With rising fears about the presence of toxins in drinking water, local advocates say the scientific panel that is charged with recommending safety standards for New Jersey’s drinking water may be dragging its feet.
The Drinking Water Quality Institute (DWQI) put off recommending a safe limit for the presence of a particular toxic chemical in drinking water on Thursday, saying it needed more time to evaluate its health effects. The chemical, PFOA — perfluorooctanic acid –once used in nonstick cookware, carpets, and clothing, and which is now present in some public water systems, has been the subject of a year-long investigation by the DWQI.
The institute, a scientific panel that advises the Department of Environmental Protection (DEP), was expected to release its findings this week. Instead, it met in closed session and said it would recommend a safe level of PFOA on its website in August.
After a 30-day public comment period, the panel will send its recommendation for a Maximum Contaminant Limit (MCL) to DEP Commissioner Bob Martin. By setting a MCL for PFOA, the state could step up its control of the chemical through regulation.
The chemical, which the U.S. Environmental Protection Agency (EPA) calls a likely carcinogen, has been found in 12 New Jersey water systems at or above a “guidance” level set by the DEP in 2009.
Advocates questioned why the group had to meet in private and complained about another delay. Dr. Keith Cooper, a Rutgers University toxicologist who chairs the DWQI, said during the public portion of the meeting that it was necessary to also hold a closed session to evaluate the findings of three subcommittees (on health effects, detection, and treatment), and so that members could speak freely.

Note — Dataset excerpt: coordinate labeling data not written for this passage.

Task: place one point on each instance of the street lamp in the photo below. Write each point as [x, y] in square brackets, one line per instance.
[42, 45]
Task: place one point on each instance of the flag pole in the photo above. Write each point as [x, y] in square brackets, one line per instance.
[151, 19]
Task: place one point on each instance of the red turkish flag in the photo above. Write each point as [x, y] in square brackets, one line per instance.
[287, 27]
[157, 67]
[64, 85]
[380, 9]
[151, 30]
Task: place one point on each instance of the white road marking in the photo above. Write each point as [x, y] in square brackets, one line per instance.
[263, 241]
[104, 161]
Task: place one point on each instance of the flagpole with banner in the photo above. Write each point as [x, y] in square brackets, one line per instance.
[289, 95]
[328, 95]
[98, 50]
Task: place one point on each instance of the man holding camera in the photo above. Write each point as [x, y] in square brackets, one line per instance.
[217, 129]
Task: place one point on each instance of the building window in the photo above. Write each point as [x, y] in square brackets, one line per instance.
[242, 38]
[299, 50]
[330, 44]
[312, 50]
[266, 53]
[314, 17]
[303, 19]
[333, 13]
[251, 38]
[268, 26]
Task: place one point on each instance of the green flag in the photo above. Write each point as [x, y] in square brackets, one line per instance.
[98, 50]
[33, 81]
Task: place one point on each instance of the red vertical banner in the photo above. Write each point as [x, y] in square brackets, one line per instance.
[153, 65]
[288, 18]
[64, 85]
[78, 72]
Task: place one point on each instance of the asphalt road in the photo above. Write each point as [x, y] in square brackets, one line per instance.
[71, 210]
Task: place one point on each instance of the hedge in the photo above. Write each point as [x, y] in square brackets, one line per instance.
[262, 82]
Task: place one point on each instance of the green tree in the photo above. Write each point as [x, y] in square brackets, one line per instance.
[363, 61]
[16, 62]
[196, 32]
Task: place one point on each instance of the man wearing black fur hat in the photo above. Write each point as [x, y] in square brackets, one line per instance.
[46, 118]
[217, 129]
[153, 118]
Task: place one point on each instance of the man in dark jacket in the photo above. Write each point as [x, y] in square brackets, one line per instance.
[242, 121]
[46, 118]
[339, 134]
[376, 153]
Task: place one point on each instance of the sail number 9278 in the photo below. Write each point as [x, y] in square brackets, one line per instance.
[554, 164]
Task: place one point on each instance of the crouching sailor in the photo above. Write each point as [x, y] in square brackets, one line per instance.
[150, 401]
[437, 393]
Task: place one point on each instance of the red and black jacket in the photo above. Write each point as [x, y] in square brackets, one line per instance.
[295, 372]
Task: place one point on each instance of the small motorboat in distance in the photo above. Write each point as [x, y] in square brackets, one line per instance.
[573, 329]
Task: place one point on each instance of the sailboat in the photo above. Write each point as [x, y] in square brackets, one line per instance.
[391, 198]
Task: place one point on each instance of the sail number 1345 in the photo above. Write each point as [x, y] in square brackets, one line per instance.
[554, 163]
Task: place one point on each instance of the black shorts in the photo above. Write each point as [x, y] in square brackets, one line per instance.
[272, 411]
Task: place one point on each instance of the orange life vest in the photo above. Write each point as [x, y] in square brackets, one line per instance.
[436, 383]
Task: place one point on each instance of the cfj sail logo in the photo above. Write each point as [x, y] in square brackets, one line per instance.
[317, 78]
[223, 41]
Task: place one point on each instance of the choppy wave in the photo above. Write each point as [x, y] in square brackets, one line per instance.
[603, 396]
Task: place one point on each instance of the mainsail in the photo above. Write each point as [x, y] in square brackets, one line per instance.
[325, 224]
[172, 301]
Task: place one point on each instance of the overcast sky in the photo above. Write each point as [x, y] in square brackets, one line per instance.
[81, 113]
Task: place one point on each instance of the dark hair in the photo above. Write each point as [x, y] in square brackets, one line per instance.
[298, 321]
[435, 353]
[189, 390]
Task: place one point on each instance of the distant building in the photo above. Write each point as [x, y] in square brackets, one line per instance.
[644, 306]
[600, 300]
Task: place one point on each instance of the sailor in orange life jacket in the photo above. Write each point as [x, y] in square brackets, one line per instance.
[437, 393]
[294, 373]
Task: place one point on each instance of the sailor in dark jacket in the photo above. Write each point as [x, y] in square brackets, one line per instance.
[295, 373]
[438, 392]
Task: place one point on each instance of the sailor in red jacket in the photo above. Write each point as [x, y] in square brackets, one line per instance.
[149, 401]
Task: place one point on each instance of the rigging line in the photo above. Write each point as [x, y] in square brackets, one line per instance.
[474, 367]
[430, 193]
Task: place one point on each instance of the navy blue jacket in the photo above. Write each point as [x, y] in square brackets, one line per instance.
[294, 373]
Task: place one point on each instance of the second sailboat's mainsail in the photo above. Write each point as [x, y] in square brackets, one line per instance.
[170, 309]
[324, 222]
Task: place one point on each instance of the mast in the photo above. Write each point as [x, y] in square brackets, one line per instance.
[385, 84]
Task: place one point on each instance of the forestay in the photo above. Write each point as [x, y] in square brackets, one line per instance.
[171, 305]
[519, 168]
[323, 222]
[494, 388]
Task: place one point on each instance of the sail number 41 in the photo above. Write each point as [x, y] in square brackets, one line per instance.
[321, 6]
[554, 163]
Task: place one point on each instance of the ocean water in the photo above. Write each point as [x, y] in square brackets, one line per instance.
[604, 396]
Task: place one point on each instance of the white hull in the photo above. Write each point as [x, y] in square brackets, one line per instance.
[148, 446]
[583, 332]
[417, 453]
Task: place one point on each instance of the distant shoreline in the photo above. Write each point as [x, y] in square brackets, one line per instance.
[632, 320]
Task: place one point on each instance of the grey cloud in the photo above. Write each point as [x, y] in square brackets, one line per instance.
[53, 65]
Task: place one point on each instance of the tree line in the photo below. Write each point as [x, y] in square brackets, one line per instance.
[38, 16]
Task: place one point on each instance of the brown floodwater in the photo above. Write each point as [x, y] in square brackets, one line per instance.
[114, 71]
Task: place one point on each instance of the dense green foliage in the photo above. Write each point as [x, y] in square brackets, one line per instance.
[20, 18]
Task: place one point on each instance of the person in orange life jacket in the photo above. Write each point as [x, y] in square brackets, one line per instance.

The panel has met in closed session before, Cooper said. “In reality, we can go into closed session any time we want.”
He said the investigation of PFOA has been delayed because of the difficulty of coordinating the schedules of its members — who include academics, water company executives, and state officials, and are all volunteers.
Environmental advocates often accuse the DWQI of moving slowly on urgent matters of public health, and note that it did not meet for almost four years between 2010 and 2014 because of what they say was a “shutdown” by the Christie administration.
Tracy Carluccio, deputy director of the environmental group Delaware Riverkeeper Network, said the public has been waiting for the DWQI to make its recommendation on PFOA for a year, and that officials who run public water systems are anxiously awaiting state action on the issue.
“We were expecting this today,” said Carluccio, whose organization has been an outspoken advocate for control of PFCs, the family of chemicals to which PFOA belongs. “This is a huge issue, and a lot of pressure is coming from the community to water systems to make sure they are providing safe drinking water.”
The EPA found PFOA and other types of the PFC family of chemicals in 88 New Jersey water systems in 2014-2015, Carluccio said.
“We don’t know why the report has been held up but the problem that we see is that it delays action,” she said. “We don’t have a comfort level with this because we’ve seen so much delay over the years.”
Carluccio praised the panel for its recommendation on PFNA, a related chemical, in 2015, but said the DEP has yet to act on that measure.
The DWQI also met to hear an update on research into 1,2,3 TCP, another potentially carcinogenic chemical that was inconclusively reviewed by the panel in 2009, and which is now subject to another evaluation following a request by Commissioner Martin of the DEP.
TCP, which is used in products such as pesticides, degreasers and varnish removers, is also described by the EPA as a likely carcinogen. In 2015, the state legislature passed a bill that would require the DWQI to set a drinking water limit for the chemical, and for the DEP to adopt that limit within 180 days.
Laura Cummings, an outgoing panelist, said a subcommittee had decided to recommend that the DWQI readopt the same standard it had recommended in 2009. The DWQI plans to post its recommendation on TCP for public comment in about two weeks time.
In an apparent attempt to deflect any accusations of secrecy in the DWQI’s work, Cooper gave a detailed presentation about the its operations, explaining how it gathers information, seeks public input, and makes its recommendations to the DEP. He updated about a dozen members of the public attending the meeting with the panel’s work on PFOA, which he said had caused “100 percent mortality” among rodents used for testing, and was especially toxic for human infants.
“These compounds are among a whole group we need to be worried about,” Cooper said.
Attempting to dissociate himself from any controversy over regulation of chemicals, Cooper said the panel works on a strictly scientific basis, and avoids all policy decisions.
“We don’t have a dog in this fight,” he said. “The only thing we are interested in is good science.”